The U.S. Patent and Trademark Office has updated its guidance to examiners on how to determine if patent applications contain ineligible material such as abstract ideas. The update follows public comments to the USPTO requesting more information about its new policies, announced in January, which have been viewed as limiting the types of material examiners should reject as patent-ineligible.

The update does not change the policies started in January, but responds to the public comments and "provides further explanation on how the USPTO applies such guidance." It includes more details about what should be considered patent-ineligible and the responsibility of examiners to provide adequate notice to applicants about eligibility rejections.

The guidance is in response to recent court decisions on patent eligibility which, per the USPTO, have become "increasingly more difficult for examiners to apply in a predictable manner." To that end, the guidance lays out three categories—mathematical concepts, methods of organizing human activity, and mental processes—that the USPTO believes constitute abstract ideas, part of the patent -ineligible subject matter under the Supreme Court’s Alice decision. Patent claims that do not fall within those categories should generally not be rejected as ineligible. Indeed, such claims can only be rejected as patent-ineligible in the "rare circumstance" where an examiner believes they should be. Even claims with material that is within the three categories should not be rejected if they are "integrated into a practical application."

The USPTO's update provides additional details about how examiners should explain their rejections to applicants, what falls into the three categories of abstract ideas, and explains the "rare circumstances" in which examiners can reject claims that don't strictly fall under the guidance. By way of example, the burden is on the examiner to explain why a claim is ineligible, and to do so "clearly and specifically, so that the applicant has sufficient notice and is able to effectively respond." That includes identifying the ineligible judicial exception by referring to what is described in the patent and explaining why it is considered an exception, and also detailing why the elements of the claims are being rejected for not being integrated into a practical application.

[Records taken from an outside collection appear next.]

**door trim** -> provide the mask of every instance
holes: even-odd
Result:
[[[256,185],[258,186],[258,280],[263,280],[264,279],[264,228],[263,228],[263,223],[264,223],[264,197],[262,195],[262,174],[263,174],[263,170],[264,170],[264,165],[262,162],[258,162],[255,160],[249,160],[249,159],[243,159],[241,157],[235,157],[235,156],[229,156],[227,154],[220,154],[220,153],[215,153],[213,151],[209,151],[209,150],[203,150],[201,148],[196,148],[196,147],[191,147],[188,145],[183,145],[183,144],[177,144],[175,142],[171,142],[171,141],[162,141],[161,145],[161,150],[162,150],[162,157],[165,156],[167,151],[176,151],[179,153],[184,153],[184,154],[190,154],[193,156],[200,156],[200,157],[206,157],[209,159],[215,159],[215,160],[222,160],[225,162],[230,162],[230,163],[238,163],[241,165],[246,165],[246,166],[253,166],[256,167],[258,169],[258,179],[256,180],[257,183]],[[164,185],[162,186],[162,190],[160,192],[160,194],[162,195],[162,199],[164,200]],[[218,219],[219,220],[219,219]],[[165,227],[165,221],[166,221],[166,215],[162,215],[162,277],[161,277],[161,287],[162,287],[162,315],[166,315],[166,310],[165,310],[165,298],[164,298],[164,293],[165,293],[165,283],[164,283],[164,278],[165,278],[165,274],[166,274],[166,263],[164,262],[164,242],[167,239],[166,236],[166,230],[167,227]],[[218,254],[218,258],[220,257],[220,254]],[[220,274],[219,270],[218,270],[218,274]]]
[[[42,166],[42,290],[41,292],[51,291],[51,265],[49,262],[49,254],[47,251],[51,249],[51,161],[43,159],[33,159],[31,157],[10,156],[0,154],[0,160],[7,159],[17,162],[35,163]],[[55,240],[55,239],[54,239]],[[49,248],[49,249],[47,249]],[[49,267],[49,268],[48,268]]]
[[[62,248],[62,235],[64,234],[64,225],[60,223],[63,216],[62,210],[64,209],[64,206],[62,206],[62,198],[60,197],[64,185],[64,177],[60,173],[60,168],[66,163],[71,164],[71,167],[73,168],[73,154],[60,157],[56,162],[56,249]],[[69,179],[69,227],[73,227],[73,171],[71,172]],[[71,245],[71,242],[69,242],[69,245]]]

The update also provides additional details and examples. For example, an application cannot be rejected for being directed to a mathematical concept "if it is only based on or involves a mathematical concept." However, claims that recite numerical formulas, equations or mathematical calculations do fall into the category and can be deemed ineligible. The category of "methods of organizing human activity" does not cover all such methods, and that in most cases it applies only to "fundamental economic principles or practices, commercial or legal interactions, managing personal behavior, and relationships or interactions between people." Examples of such activities include insurance and loan processing, and can involve interactions between a human and a computer. Mental processes involve things that can be done by the human mind. Claims should not be rejected "when the human mind is not equipped to perform the claim limitations," e.g., technology such as encryption and monitoring computer networks. However, patent claims that use a generic computer to perform something a human being can do with their mind, and claims that involve something a human can do using a pen and paper, can still be deemed a patent-ineligible mental process.

Regarding the "rare circumstance" in which a claim does not fall within one of the three specific patent-ineligible categories but the examiner still believes it should be rejected as ineligible, examiners will need the approval of the director of the technology center where they work at the office to make such a decision. If approved, the decision will be recorded on the patent and the public will be notified on the USPTO's website.

The update also provides more detail on what it means for an abstract idea or other judicial exceptions, e.g., laws of nature and natural phenomena to "integrated into a practical application," making the claims patent-eligible. Per the USPTO guidance, inventions that improve the functioning of a computer or other technology can meet that requirement, and the patent "need not explicitly set forth the improvement, but [ ] must describe the invention such that the improvement would be apparent to one of ordinary skill in the art." Likewise, natural phenomena or laws of nature that are integrated into particular ways of treating or preventing disease or in medicine can be found to be patent-eligible. However, such treatments must be specifically identified and have more than a nominal relationship to the judicial exception and must impose meaningful limits, it said.

Finally, the update seeks to mitigate a concern that an examiner's failure to follow the guidance is not a proper basis for an applicant to appeal the rejection of a patent application. While the guidance document does not have the force of law, the USPTO stressed that it "does constitute office guidance and, accordingly, USPTO personnel are expected to follow it." Notably, the guidance applies to all office employees, including examiners and Patent Trial and Appeal Board (“PTAB”) judges. Finally per the USPTO, when an application is rejected on the basis of patent-ineligible subject matter, that decision can be appealed to the PTAB and the applicant can rely on the guidance to argue that the rejection was wrong. However, the PTAB reviews the rejection itself, not any alleged failure to follow the guidance.